NTPC: NTPC, the largest power producer in India, is planning to double its capacity by 2011-12 through a mix of thermal, hydel and nuclear power plants. We expect NTPC to benefit from plant load factor-based incentives and Unscheduled Interchange Charges, which would enhance its RoE to 15-16% from a regulated 14%. The significant capacity addition and incentives for existing plants would drive 14% CAGR in NTPC’s earnings over 2006-9. We reiterate our ‘Outperformer’ rating on the stock with a target price of Rs 182 per share.
Tata Power: Tata Power is aggressively pursuing new growth opportunities across the power value chain. The company’s healthy balance sheet would enable it to implement the huge generating capacity addition plan. The existing distribution business continues to generate steady cash flows, which is expected to drive 8% CAGR in the company’s earnings over 2006-9. We have valued Tata Power on a sum-of-theparts (SOTP) basis at Rs 639 per share, using DCF valuation for the core distribution business. We maintain our ‘Outperformer’ rating on the stock.

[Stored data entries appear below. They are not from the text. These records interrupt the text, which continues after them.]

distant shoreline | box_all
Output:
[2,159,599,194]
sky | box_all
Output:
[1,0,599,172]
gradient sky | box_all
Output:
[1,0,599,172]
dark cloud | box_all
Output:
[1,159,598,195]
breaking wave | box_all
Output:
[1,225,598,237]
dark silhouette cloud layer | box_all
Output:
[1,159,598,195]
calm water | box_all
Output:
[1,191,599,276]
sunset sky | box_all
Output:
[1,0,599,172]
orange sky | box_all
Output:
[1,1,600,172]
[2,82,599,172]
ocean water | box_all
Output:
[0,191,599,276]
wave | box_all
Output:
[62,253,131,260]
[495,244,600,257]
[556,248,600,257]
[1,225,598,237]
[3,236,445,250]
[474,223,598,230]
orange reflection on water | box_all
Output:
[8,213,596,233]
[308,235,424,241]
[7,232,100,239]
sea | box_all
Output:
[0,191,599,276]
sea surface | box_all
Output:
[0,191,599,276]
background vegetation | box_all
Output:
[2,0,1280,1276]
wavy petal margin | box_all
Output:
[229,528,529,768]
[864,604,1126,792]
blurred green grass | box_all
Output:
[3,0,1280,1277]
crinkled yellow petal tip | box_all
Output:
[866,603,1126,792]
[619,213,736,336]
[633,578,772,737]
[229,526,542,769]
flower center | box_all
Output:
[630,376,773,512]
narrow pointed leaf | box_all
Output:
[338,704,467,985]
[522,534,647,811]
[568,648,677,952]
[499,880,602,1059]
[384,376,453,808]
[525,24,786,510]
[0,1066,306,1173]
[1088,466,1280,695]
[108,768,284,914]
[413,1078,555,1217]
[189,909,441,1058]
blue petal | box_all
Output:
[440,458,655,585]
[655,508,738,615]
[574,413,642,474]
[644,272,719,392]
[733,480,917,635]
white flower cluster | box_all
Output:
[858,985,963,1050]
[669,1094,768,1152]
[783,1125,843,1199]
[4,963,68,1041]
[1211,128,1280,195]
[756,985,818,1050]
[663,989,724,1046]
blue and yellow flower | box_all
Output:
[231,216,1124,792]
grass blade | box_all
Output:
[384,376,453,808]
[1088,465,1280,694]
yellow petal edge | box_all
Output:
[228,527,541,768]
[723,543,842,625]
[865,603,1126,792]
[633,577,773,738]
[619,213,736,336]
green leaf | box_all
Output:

Reliance Energy: Reliance Energy (REL)—a focused distribution company with steady cash flows from the Mumbai circle—is expanding its generation capacity to be entirely backward integrated. REL has also built a strong portfolio of infrastructure development assets such as roads, mass rapid transit system and transmission line projects.
REL’s strong balance sheet, coupled with cash of Rs 6,000 crore on books, can easily fund its new initiatives. We believe SOTP value of Rs 531 per share factors in near-term growth opportunities. ‘Neutral’.”